The incredible possibilities of the new thermopower generation

rachel-segalman

By embracing the thermoelectric potential of polymers, Rachel Segalman is pursuing a new frontier in the use of power to heat or cool. A speaker at the AMN8 conference in Queenstown, she talks to Charles Anderson

Across the world, a huge amount of energy is expended heating and cooling spaces which people do not use. What if there were a way to shrink that space?

What if, instead of using electricity to cool or heat an entire space, you could create electricity from someone’s own body temperature? What if you could use this process to heat and cool your clothing? Or your chair? Or a blanket?

“We have electric heating devices such as electric blankets but if you could use thermoelectrics that are capable of both heating and cooling, a huge range of applications open up,” Professor Rachel Segalman says from California.

A cooling blanket could be used during surgery, for example, where the temperature of a patient is of the utmost importance to ensure they don’t suffer ailments such as strokes.

Segalman works with thermoelectricity – devices that use temperature differences to create power or use power to heat or cool. With that premise in mind, a whole range of things could be powered using the temperature difference between one’s own body heat and one’s surroundings – your cellphone perhaps, or a laptop.

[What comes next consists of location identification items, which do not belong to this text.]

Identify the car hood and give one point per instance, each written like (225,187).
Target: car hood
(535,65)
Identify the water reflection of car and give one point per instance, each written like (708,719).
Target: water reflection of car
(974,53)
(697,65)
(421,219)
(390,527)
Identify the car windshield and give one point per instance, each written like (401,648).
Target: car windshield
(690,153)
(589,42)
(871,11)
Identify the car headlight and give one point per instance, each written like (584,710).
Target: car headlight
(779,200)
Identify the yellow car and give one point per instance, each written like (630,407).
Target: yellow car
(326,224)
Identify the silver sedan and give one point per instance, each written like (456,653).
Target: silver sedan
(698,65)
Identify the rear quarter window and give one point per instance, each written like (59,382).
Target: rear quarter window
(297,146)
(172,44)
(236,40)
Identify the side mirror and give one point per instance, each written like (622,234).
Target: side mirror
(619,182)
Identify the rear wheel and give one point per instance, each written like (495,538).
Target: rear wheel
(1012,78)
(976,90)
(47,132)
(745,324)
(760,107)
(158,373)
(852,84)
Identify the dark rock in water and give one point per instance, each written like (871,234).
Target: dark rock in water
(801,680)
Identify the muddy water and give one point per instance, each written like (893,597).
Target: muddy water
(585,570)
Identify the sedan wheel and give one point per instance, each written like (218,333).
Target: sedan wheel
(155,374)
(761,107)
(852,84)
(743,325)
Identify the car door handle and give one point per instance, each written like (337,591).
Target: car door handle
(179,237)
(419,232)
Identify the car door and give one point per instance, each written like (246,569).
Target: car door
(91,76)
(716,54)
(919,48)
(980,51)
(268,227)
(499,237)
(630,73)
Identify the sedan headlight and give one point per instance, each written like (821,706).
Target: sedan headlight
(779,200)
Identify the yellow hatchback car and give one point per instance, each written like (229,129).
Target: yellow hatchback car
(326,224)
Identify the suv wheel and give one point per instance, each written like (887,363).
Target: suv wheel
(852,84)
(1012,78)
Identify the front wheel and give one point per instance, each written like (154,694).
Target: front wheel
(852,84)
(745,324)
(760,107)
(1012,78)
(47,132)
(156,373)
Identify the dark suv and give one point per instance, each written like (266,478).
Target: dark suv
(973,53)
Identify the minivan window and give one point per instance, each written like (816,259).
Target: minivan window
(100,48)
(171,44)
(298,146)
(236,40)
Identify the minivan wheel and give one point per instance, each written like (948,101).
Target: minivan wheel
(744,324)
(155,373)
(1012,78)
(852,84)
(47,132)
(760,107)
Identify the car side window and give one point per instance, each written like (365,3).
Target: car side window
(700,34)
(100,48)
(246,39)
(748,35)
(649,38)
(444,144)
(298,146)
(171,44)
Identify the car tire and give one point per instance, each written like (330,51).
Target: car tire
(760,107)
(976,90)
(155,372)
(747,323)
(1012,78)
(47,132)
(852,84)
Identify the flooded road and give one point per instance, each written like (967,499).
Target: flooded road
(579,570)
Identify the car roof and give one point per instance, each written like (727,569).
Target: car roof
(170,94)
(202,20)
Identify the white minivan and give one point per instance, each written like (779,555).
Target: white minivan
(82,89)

To think in terms of thermoelectricity means you need to shelve what you think you know about how materials work.

Segalman says a good thermoelectric has a high electrical conductivity so that it can shuttle power in and out, but a lower thermal conductivity. This is very hard to achieve.

“Intuitively, we know that most materials that are thermally conductive are also electrical conductors,” Segalman says. “For example, a metal rod will both burn you if you touch it with something hot and shock you if you touch a live wire to it.”

Polymers are a special class of materials, she says. These can now be made as electrically conductive as metal, but do not allow heat to travel through them very well.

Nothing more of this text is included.